When we comparatively consider the facts of the instant case visa-vis those of Maithan International (supra), it can be seen that the facts under consideration are on a much weaker footing. In the present case, the AO obtained confirmations and copies of bank statements, etc., from some of the shareholders and got himself satisfied, whereas in the case of Maithan International, an Inspector was also deputed to conduct a further enquiry in addition to the collection of documents etc. as has been done in the instant cases. We are therefore of the view that the enquiry conducted by the AO was inadequate and would amount to no enquiry at all.
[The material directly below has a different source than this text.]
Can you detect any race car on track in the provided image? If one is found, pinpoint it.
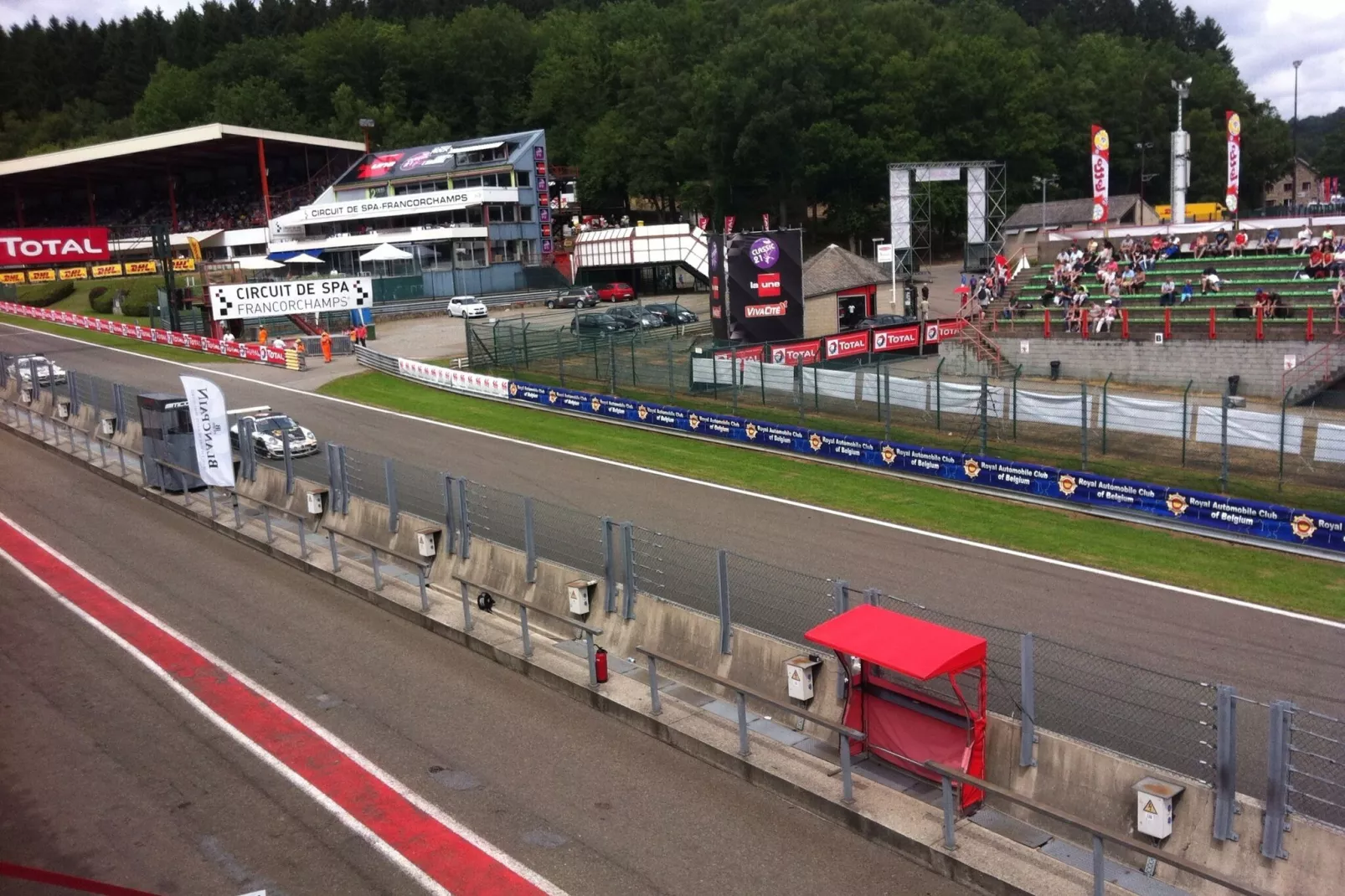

As to whether enquiry into high share premium ought to have been made by the AO and also as to what was the justification for such high premium could to be investigated by the AO at all because the 1st proviso to Sec.68 of the Act inserted by the Finance Act, 2012 w.e.f. 1-4.2013 was only prospective in operation, we are of the view that since section 68 covers `any sum credited’ in the books without any exception, which, inter alia, includes share capital, it cannot be held that the examination of share capital with premium etc. was earlier outside the ambit of section 68 and now this amendment has brought it into its purview. The amendment has simply made express which was earlier implied. We are therefore of the view that the assessee is always obliged to prove the receipt of share capital with premium etc. to the satisfaction of the AO, failure of which calls for addition u/s 68 of the Act. The argument with regard to non application of mind by the CIT is without any basis as all show cause notice u/s.263 of the Act were issued by him and ultimately he has passed the impugned order. There is no material brought on record to show that the CIT acted without application of mind. We therefore reject this argument on behalf of the Assessee.

We are therefore of the view that the order u/s.263 of the Act is valid and proper in so far as it relates to AY 2009-10 is concerned and we uphold the same.